简体   繁体   English

如何使一个巨大的循环检查数据帧中的条件在mac中运行得更快

[英]How to make a huge loop for checking condition in dataframe run faster in mac

I need to calculate a huge table value (157954 rows and 365 columns) by checking three conditions in a dataframe with 11 mil rows.我需要通过检查具有 11 百万行的数据框中的三个条件来计算一个巨大的表值(157954 行和 365 列)。 Do you have any way to speed up the calculation, which is taking more than 10 hours now?你有什么方法可以加快计算,现在需要10多个小时?
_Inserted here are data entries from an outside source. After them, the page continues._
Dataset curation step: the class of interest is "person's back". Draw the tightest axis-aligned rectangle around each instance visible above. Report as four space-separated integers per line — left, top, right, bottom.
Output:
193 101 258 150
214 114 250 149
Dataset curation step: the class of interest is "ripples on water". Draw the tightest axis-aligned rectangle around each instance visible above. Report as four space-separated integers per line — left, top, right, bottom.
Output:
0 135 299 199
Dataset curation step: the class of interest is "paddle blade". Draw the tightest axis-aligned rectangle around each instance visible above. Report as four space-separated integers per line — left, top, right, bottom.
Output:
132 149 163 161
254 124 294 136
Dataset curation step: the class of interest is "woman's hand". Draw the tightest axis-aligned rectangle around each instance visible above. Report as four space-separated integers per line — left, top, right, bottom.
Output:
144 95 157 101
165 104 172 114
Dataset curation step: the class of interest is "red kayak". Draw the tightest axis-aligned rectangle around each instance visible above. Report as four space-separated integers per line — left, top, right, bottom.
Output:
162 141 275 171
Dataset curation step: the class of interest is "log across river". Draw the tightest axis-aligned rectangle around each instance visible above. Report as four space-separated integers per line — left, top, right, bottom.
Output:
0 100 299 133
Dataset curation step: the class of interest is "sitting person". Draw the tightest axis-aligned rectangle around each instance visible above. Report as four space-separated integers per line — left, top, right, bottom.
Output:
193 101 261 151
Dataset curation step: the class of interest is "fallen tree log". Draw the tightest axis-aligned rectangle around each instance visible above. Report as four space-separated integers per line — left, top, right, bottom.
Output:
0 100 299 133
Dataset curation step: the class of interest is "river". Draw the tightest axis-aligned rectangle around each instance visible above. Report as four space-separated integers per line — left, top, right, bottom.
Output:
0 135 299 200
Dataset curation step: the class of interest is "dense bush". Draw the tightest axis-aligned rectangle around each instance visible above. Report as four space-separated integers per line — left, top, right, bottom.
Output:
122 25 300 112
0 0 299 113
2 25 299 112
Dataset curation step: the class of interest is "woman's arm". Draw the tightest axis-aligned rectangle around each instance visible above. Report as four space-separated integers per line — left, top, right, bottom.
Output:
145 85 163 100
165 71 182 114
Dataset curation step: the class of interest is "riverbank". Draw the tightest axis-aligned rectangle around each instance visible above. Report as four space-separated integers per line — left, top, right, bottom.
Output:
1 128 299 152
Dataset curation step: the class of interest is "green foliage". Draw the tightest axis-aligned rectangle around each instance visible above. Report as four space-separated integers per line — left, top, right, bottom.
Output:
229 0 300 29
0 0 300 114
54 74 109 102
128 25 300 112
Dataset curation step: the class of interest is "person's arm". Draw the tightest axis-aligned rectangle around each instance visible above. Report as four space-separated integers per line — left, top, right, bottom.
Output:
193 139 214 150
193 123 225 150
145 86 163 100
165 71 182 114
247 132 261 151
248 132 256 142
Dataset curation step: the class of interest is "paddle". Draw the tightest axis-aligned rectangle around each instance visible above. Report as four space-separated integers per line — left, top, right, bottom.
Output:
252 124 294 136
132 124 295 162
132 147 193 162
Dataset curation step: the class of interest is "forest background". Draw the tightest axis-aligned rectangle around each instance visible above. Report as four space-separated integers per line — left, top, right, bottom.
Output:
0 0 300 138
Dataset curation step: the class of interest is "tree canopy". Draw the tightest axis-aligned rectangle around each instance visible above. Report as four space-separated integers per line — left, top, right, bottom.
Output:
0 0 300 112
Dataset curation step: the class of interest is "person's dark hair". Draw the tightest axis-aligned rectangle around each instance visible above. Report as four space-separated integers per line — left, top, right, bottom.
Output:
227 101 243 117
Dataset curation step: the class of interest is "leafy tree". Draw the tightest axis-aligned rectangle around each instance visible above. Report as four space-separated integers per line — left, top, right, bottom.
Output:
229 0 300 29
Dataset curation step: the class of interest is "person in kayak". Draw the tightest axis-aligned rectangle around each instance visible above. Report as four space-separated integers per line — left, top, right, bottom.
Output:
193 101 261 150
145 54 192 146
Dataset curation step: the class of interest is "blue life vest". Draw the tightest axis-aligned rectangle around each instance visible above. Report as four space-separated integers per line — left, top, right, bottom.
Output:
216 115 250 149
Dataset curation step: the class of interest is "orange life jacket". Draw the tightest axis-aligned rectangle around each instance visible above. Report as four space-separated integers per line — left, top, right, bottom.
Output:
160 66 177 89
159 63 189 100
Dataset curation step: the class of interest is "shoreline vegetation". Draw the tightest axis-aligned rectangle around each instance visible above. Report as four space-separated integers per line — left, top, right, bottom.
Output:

I have 367 stations in total.我总共有 367 个站点。

for station in stations:
    no_pickup_array = []
    for time_point in data_matrix['Timestamp']:
        time_point_2 = time_point + timedelta(minutes=15)
        no_pickup = len(dataframe[(time_point <= dataframe["departure"]) & (dataframe["departure"] < time_point_2) 
                        & (dataframe['departure_name'] == station)])
        no_pickup_array.append(no_pickup)
    print(f"Station name: {station}")
    data_matrix[station] = no_pickup_array

I appreciate any of your help.我感谢您的任何帮助。

@ To all: Thank you for your comments, I add more info for my problem. @对所有人:感谢您的评论,我为我的问题添加了更多信息。

这是检查条件的数据框

Each row of dataframe is info of each renting bike.每一行数据框都是每辆租用自行车的信息。 I want to create a matrix with number of bikes picked up at each station for each 15 minutes interval.我想创建一个矩阵,其中每 15 分钟间隔在每个车站拾取的自行车数量。 Then I also want to calculate the average speed, average time,.. as well.然后我还想计算平均速度,平均时间,..以及。

The solution from @Jérôme Richard could reduce the number of calculations, but I still struggle to understand and implement indexing steps and apply logarithmic search or binary search. @Jérôme Richard 的解决方案可以减少计算次数,但我仍然难以理解和实施索引步骤以及应用对数搜索或二进制搜索。

 index = {name: df for name, df.sort_values('departure')['departure'].to_numpy() in dataframe.groupby('departure_name')}
# code @Jérôme Richard recommended

The main problem is the right-hand-side of the no_pickup assignment expression which is algorithmically inefficient because it makes a linear search while a logarithmic search is possible.主要问题是no_pickup赋值表达式的右侧,它在算法上效率低下,因为它进行线性搜索对数搜索是可能的。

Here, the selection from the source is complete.